Pleasant Grove’s opening brief challenges the Tenth Circuit panel’s ruling on both government-speech and public-forum grounds. The brief argues, first, that Pleasant Grove’s decisions about the monuments to be displayed in Pioneer Park — including its decision not to put up the Summum monument — represent government speech. Governments at all levels routinely engage in a wide variety of speech expressing particular viewpoints, from Smokey the Bear reminding children that “Only You Can Prevent Wildfires,” to Nancy Reagan’s “Just Say No” campaign. And one well-established tradition of government speech is the selection and display of monuments on public land, like those on the National Mall. Monuments frequently serve as statements of respect for history, as commemorations of important individuals or entities in the community, as celebrations of culture, or as tributes to the defining significance of events or organizations.

The brief further argues that the mere fact that a monument was privately planned, created, and donated does not divest it of its governmental character, so long as a government made the ultimate editorial judgment to display it as consistent with the government’s message. Private parties have been instrumental in proposing or funding a large number of the United States’ most iconic monuments, such as the Vietnam Veterans’ Memorial. And, outside of the monument context, courts have recognized that government speech remains government speech even when private parties are heavily involved — the most prominent example being the government’s “Beef: It’s What’s for Dinner” campaign.

Pleasant Grove argues that its selection of privately donated monuments for display in Pioneer Park fits within this long tradition of government speech. As the speaker, the city argues, it is under no obligation to modify its message to accommodate Summum’s speech; instead, Pleasant Grove “is entitled to say what it wishes” through its monuments and can “take legitimate and appropriate steps to ensure that its message is neither garbled nor distorted.”

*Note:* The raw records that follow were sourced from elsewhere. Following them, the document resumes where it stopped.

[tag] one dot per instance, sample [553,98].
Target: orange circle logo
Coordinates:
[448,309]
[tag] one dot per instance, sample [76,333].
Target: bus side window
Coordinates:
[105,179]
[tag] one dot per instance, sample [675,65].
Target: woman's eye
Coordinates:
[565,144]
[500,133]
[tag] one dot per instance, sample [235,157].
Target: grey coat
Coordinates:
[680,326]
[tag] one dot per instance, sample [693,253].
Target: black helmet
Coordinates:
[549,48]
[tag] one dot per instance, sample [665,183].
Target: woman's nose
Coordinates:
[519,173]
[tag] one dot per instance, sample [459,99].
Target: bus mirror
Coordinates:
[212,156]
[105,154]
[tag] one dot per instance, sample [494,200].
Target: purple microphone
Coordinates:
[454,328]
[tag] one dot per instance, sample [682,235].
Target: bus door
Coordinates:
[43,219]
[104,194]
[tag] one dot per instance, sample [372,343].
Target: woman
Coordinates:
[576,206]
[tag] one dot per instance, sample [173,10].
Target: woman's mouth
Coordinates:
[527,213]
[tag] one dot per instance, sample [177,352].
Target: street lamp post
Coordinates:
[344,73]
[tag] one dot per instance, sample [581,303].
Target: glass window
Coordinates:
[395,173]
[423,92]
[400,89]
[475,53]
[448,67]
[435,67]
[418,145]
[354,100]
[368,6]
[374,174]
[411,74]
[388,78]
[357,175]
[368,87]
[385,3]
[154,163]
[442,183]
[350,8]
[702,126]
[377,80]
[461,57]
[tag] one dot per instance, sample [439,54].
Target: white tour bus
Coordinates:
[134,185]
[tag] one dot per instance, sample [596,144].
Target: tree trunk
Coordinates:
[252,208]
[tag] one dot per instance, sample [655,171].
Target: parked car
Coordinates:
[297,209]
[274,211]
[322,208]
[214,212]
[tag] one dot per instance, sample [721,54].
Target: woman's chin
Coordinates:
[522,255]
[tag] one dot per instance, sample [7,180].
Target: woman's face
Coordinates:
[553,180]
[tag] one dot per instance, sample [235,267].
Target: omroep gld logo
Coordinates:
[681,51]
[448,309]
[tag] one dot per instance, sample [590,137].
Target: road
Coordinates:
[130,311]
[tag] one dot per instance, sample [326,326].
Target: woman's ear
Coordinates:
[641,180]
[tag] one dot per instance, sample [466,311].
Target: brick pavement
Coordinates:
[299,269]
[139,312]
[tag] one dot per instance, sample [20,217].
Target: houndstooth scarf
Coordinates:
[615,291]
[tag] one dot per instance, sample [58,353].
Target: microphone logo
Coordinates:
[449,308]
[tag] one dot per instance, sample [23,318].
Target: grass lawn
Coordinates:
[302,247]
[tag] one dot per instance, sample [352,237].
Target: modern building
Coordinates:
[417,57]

In addition to its government-speech argument, Pleasant Grove also argues that Pioneer Park is not a forum for private parties to display permanent, unattended monuments. As an initial matter, Pleasant Grove contends that the relevant “forum” is not Pioneer Park at all, but rather the city’s own policy about whether and when to display monuments — a policy to which no private party, including Summum, has been given access. Because Pleasant Grove is solely responsible for that policy, there is no “public” forum whatsoever in this case.

Even ignoring that point, however, Pleasant Grove argues that the Tenth Circuit erred by focusing on Pioneer Park’s status as a traditional public forum — public places that “by long tradition or by government fiat, have been devoted to assembly and debate.” Although public parks are traditional public forums for transient speech such as leafletting, carrying signs, and oral utterances, there is no similar historic tradition of allowing private parties to deposit unapproved, unattended monuments in public parks.

Nor is Pioneer Park a public forum that the government has expressly designated for private speakers to speak through monuments. Pleasant Grove points out that its monument policy does not allow any private party carte blanche to erect a monument; instead, the city retains the ultimate discretion to decide whether and when to accept a monument for display on public property.

Pleasant Grove ends its brief by pointing out the “practical nightmare that would follow from embracing the decision below.” “[D]onated monuments are ubiquitous on governmental property,” and such monuments frequently display a one-sided message from the government. If private parties can insist on adding their own monuments, then public spaces will quickly become cluttered with physical structures — or completely silent, as governments close off their spaces to all monuments.

Summum’s brief is due on August 15, and the case will be argued this fall, though no argument date has been set.